Hello, I read your guide and learned several new things from it. One part that I found especially helpful was the section about checking whether a tokenizer supports my target language well.
After reading that, I tested the Qwen 3 0.6B tokenizer on Persian, and its performance was quite poor. I also tested Qwen 3.5 0.8B, which was better, but still not good enough for strong Persian support.

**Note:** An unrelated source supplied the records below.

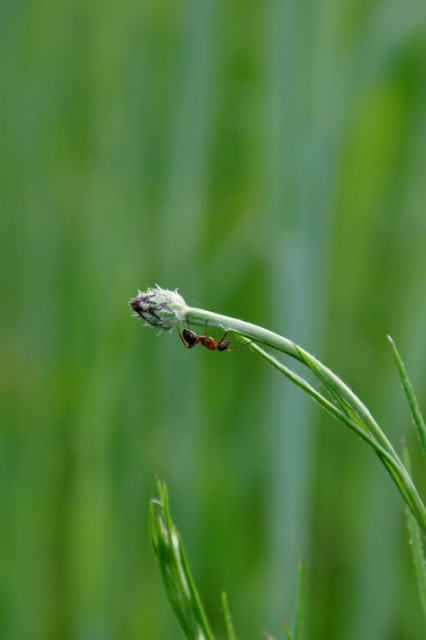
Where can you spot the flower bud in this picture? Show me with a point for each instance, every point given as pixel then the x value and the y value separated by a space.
pixel 160 308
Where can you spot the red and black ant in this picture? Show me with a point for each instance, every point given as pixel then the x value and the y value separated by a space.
pixel 190 339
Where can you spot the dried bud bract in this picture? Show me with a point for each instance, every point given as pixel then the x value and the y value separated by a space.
pixel 160 308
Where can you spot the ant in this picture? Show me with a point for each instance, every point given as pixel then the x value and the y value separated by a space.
pixel 210 343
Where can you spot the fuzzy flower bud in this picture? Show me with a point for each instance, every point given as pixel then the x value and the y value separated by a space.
pixel 160 308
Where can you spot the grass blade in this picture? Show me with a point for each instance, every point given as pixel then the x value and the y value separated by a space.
pixel 299 623
pixel 178 582
pixel 411 396
pixel 230 634
pixel 416 544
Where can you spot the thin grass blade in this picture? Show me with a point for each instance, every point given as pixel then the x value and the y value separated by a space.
pixel 299 623
pixel 416 544
pixel 230 634
pixel 411 396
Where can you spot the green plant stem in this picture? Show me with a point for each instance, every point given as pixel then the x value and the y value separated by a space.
pixel 350 408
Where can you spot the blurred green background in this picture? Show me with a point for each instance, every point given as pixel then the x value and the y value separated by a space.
pixel 268 159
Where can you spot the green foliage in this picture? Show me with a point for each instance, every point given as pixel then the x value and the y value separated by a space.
pixel 269 158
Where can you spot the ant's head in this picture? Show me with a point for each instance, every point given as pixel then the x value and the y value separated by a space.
pixel 190 337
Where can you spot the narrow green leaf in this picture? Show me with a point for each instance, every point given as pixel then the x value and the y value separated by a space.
pixel 178 582
pixel 299 623
pixel 230 634
pixel 287 631
pixel 411 396
pixel 416 544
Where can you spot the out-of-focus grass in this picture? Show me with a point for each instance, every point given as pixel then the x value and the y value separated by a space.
pixel 269 160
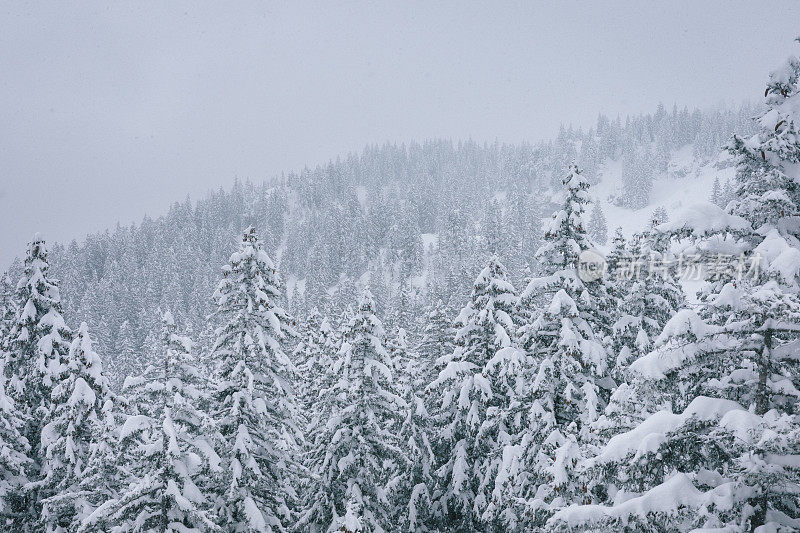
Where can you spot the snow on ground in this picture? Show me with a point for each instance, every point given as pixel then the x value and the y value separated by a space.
pixel 686 183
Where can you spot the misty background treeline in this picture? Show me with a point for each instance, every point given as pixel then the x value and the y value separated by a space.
pixel 415 222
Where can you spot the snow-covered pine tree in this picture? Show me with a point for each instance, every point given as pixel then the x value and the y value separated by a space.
pixel 598 228
pixel 437 340
pixel 463 391
pixel 169 454
pixel 38 342
pixel 355 452
pixel 724 455
pixel 415 482
pixel 8 310
pixel 564 386
pixel 660 216
pixel 652 296
pixel 255 406
pixel 101 479
pixel 80 390
pixel 14 460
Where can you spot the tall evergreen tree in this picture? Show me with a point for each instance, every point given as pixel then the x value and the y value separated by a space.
pixel 80 391
pixel 255 399
pixel 39 342
pixel 168 454
pixel 356 453
pixel 563 388
pixel 598 229
pixel 723 454
pixel 464 395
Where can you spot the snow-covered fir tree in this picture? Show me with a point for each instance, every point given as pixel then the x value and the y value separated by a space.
pixel 437 339
pixel 415 482
pixel 463 396
pixel 38 344
pixel 722 455
pixel 79 393
pixel 356 452
pixel 168 451
pixel 254 402
pixel 14 460
pixel 566 379
pixel 598 228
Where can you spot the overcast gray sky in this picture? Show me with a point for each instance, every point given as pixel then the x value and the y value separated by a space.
pixel 110 110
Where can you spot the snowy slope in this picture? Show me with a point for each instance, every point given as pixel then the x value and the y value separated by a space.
pixel 687 182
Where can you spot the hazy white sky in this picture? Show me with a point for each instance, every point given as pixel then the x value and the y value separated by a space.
pixel 110 110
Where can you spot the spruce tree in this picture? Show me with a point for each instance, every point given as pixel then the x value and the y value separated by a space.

So I wanted to ask where can I find a base model that is truly strong for Persian?
Or can i Somehow fine-tune a Tokenizer for Persian?
But i found a way myself though, if i cant improve the Tokenizer, i can help it. maybe i try to make a normalizer first and then extend it more and more and measure changes in the Tokenized output.